Révision de la Constitution : vers la création d’un poste de vice-président

Révision de la Constitution : vers la création d’un poste de vice-président

La présidence de la République a rendu publique ce jeudi 7 mai la première mouture de la révision de la Constitution préparée par le panel du dialogue national, à la veille de commémoration des événements tragiques du 8 mai 1945. Parmi les propositions phares : la limitation du mandat présidentiel à deux mandats successifs ou séparés.

Dans le volet intitulé « renforcement de la séparation et de l’équilibre des pouvoirs » le texte prévoit une série d’amendements, dont la possibilité pour le président de la République de nommer un « colistier » ou vice-président.
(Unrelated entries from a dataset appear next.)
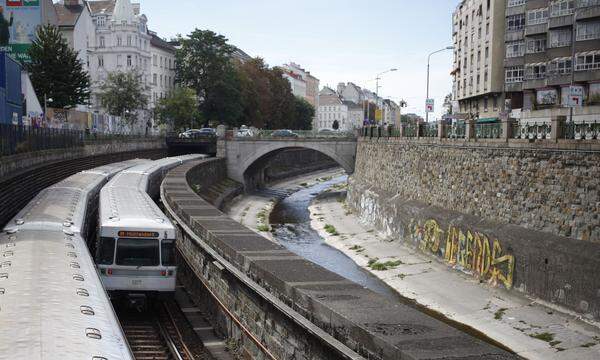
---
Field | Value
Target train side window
[96,238,115,265]
[160,239,175,266]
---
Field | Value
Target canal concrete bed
[161,159,517,359]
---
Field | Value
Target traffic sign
[425,99,435,112]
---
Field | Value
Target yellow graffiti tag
[409,220,515,289]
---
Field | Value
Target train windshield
[96,238,115,265]
[160,240,175,266]
[117,239,160,266]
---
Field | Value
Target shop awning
[477,118,499,124]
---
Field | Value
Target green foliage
[155,87,200,130]
[176,29,243,125]
[25,25,90,108]
[369,260,402,271]
[324,224,339,236]
[100,71,148,123]
[288,97,315,130]
[529,332,554,343]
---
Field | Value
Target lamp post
[376,68,398,122]
[425,46,454,122]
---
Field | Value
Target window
[525,63,546,80]
[527,38,546,54]
[550,0,575,16]
[160,240,175,266]
[508,0,527,7]
[96,238,115,265]
[575,51,600,71]
[548,57,572,75]
[96,16,106,28]
[506,14,525,30]
[506,66,523,84]
[527,8,548,25]
[116,239,160,266]
[577,21,600,41]
[506,41,525,58]
[549,29,571,48]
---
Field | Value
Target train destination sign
[119,231,160,238]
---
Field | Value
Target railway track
[118,301,197,360]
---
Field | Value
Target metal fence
[0,124,85,156]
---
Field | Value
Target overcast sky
[140,0,458,116]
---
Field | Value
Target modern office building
[452,0,506,122]
[504,0,600,123]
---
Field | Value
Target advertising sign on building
[0,0,42,61]
[568,85,583,107]
[425,99,435,112]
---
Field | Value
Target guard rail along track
[0,149,166,225]
[161,159,517,360]
[119,302,194,360]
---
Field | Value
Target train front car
[96,156,200,308]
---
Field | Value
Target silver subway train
[0,160,148,360]
[96,155,206,306]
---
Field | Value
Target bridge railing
[234,130,357,139]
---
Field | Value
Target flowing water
[269,175,398,298]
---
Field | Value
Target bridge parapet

Cette mesure vient s’adosser à une autre prévoyant la consolidation de l’institution du Chef de gouvernement.  

S’agissant du volet législatif, le texte propose la consécration du vote au parlement par la majorité des membres et de fixer le nombre de mandats parlementaires à deux cycles non renouvelables ; la suppression du droit de légiférer par voir d’ordonnances durant les vacances parlementaires ; maintien de la législation par voie d’ordonnance aux seuls cas de vacance de l’APN ou durant l’état d’exception assorti de l’obligation de les soumettre au parlement dans le délai requis.

Le « panel Larabaa » veut, par ailleurs, constitutionnaliser la possibilité d’engager la responsabilité du gouvernement suite à l’interpellation du parlement, mais également l’obligation faite au gouvernement de faire accompagner les projets de lois par des textes réglementaires d’application pour qu’ils soient inscrits à l’ordre du jour du parlement.

D’autres réformes touchant au cadre de l’organisation des pouvoirs prévoient la consécration du contrôle de la Cour constitutionnelle sur les actes pris pendant l’état d’exception et  la limitation de celui-ci à 60 jours renouvelables après approbation du Parlement ; la distinction de l’immunité parlementaire pour les actes rattachés à l’exercice du mandat parlementaire et l’immunité parlementaire pour les actes qui n’y sont pas rattachés ; l’obligation faite au gouvernement de présenter au Parlement à sa demande tous les documents et informations pour l’exercice de son contrôle ; la limitation de l’état de siège à un délai de 30 jours renouvelable après approbation du parlement.  

A noter que la présidence de la République affirme qu’il s’agit « d’un simple projet de texte appelé à être modifié et soumis à tout ajout ou suppression, et appelle au strict respect des mesures préventives de la propagation du nouveau coronavirus (Covid-19) ».